I have buried a mother, two younger brothers, a nephew, and a husband all within a short number of years.
I loved them all and each one was more of a shock than the last.
My husband, and my brother Jim were the hardest. Imagine that. My little brother just passed away March 13th of this year. He was 49. My husband will be gone 10 years this December; he too died on the 13th. Grief shares my space in life all day long, but I have always had my faith, and make no mistake, I wallow in my grief when I am all alone.
Grief can be all consuming, but faith is instant. It is there the second you need or want it.
Some of you blame God when your loved one is taken from you and so you write and ask if I feel the same way. The answer is NO. I do not blame God. I am not the best Christian in the world, but I do believe in God and still call myself a Catholic. I blame no one. I just grieve and try to hold on to what little faith I have left at that moment.
This is how I see it.
We spend a good portion of our lives working diligently to acquire those things that make life rich and meaningful--friends, a wife or husband, children, a home, a job, material comforts, money, and security.
What happens to us when we lose any of these persons or things that are so important to us?
We grieve over the loss of anything important. If the loss is great, the very foundations of our life are shaken, and we are thrown into deep despair and deep despondency.
I believe that faith plays a major role in grief of any kind, but not in the way some people think. The person without faith often seems to have the idea that a person with strong faith does not grieve in the same way and is not capable of feeling this kind of deep despair. They think that a person with faith can't possibly know what they are feeling. After all, they are the one without this false belief of faith. The only thing they can feel right now is deep despair, grief, and sorrow. How can faith help them. The pain is just too great. They often cry out that religious faith advocates stoicism. "Just look at Rose Kennedy." I hear that all the time. Then they quote the only two words from scripture they can remember, "Grieve not!" They forget to quote the rest of the phrase in which these two words are found, "Grieve not as those who have no hope."
But religious faith, at least the Jewish or Christian faith has never said that a truly religious person does not grieve. What it has said is that there are good ways and bad ways to grieve, and that what a person considers to be of most importance in life will definitely affect the way he or she grieves.

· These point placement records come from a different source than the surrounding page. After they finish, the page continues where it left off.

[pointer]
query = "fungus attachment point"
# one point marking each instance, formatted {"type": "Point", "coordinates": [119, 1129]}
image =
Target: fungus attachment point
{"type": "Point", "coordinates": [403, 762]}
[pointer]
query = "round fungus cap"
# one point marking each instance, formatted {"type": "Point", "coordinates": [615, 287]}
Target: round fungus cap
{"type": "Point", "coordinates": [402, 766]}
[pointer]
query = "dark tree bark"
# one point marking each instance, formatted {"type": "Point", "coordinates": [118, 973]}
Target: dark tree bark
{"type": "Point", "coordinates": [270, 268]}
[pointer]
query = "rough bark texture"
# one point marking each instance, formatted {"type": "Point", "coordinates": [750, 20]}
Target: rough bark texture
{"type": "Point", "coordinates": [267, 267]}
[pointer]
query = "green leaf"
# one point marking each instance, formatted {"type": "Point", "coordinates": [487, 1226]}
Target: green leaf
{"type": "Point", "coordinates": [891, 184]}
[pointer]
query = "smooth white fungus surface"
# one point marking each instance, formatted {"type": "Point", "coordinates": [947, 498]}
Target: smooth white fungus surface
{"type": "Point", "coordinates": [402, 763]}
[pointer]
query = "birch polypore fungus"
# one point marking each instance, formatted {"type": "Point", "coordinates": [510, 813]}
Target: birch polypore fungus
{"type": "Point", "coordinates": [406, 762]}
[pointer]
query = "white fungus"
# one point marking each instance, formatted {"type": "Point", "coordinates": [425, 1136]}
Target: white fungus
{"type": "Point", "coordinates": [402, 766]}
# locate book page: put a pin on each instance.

Grief is a natural part of human experience. We face minor grief almost daily in some situation or another. To say a person is deeply religious and therefore does not have to face grief situations are ridiculous. Not only is it totally unrealistic, but it is also incompatible with the whole Christian message.

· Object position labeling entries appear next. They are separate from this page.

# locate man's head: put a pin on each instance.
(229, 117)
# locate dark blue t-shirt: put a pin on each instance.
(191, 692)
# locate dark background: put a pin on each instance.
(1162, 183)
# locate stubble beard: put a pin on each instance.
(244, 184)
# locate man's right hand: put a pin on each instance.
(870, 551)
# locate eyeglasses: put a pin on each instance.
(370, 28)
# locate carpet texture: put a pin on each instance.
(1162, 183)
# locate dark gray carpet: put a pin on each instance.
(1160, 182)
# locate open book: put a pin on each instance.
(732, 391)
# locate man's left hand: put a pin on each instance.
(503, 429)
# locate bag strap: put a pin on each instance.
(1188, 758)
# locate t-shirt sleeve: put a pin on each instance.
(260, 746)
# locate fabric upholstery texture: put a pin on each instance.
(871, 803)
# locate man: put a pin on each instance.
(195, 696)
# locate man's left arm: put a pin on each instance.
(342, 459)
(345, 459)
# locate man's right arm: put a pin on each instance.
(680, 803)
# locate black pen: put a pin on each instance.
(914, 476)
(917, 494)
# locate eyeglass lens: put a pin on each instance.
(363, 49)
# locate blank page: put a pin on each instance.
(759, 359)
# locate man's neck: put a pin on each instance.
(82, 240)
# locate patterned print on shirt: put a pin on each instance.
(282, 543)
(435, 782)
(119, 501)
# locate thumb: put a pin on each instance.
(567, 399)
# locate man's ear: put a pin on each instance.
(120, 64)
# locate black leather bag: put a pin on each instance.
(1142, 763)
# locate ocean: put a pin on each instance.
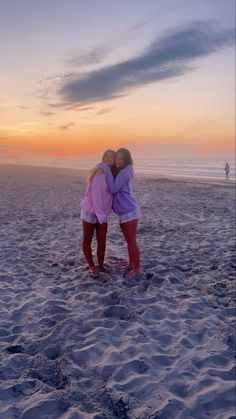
(186, 167)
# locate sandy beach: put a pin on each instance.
(158, 346)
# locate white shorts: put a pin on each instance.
(132, 215)
(89, 217)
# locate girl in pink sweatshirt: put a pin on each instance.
(95, 207)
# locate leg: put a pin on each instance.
(101, 234)
(88, 231)
(129, 230)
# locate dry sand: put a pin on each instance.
(159, 346)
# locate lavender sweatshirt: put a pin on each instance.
(123, 200)
(98, 199)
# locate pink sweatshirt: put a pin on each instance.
(98, 199)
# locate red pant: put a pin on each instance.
(101, 233)
(129, 230)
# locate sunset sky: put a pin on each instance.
(79, 76)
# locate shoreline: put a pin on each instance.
(142, 175)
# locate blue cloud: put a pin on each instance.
(168, 57)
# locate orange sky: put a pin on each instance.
(82, 92)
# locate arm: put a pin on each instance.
(97, 188)
(123, 176)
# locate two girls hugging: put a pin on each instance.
(109, 188)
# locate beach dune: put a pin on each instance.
(158, 346)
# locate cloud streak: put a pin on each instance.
(86, 57)
(170, 56)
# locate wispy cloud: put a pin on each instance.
(103, 111)
(46, 113)
(85, 57)
(67, 126)
(71, 107)
(167, 57)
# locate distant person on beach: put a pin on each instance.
(95, 207)
(124, 205)
(227, 169)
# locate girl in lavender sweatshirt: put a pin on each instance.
(95, 207)
(124, 204)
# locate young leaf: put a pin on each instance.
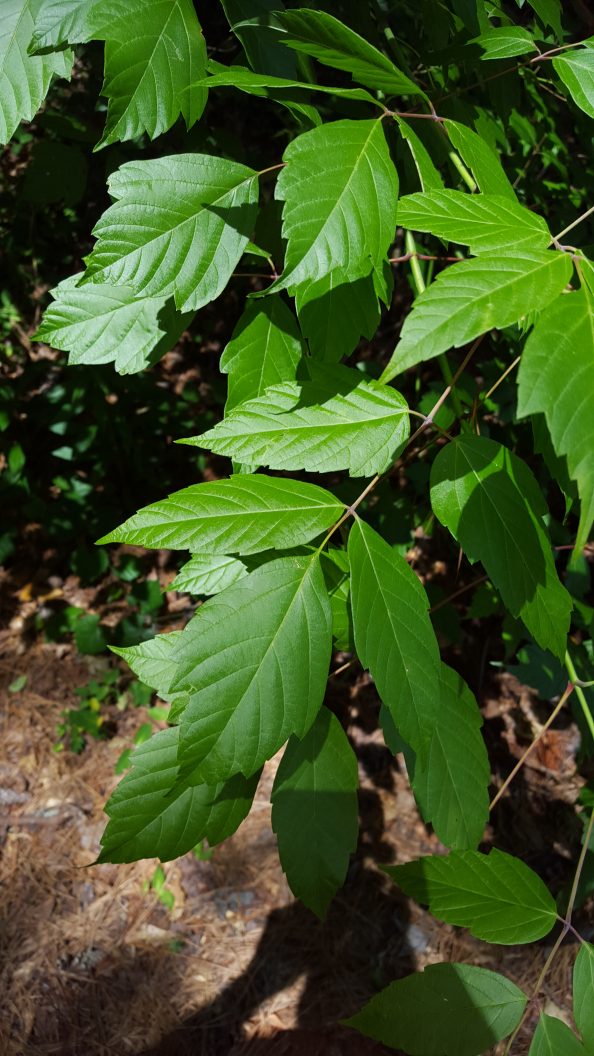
(495, 896)
(334, 313)
(152, 814)
(335, 420)
(505, 42)
(339, 190)
(482, 161)
(485, 223)
(179, 226)
(207, 573)
(576, 70)
(489, 501)
(146, 73)
(255, 661)
(152, 661)
(276, 88)
(264, 351)
(469, 299)
(556, 377)
(428, 174)
(332, 42)
(315, 811)
(245, 514)
(255, 23)
(24, 78)
(554, 1038)
(103, 324)
(583, 993)
(451, 787)
(447, 1010)
(393, 635)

Christians should know the difference between Stoicism and Christianity. The scriptures, both Old and New Testaments, see grief as normal and potentially creative. I suggest that in this portion of scripture we put a comma after the first word so that it now reads, "Grieve, not as those who have no hope," and then I would add, "but for goodness' sake, grieve when you have something worth grieving about!"
This is not a judgment. It is simply something to think about. Too often I receive letters from some of our members who just want to whine. Sometimes spirituality means telling you what you need to think about.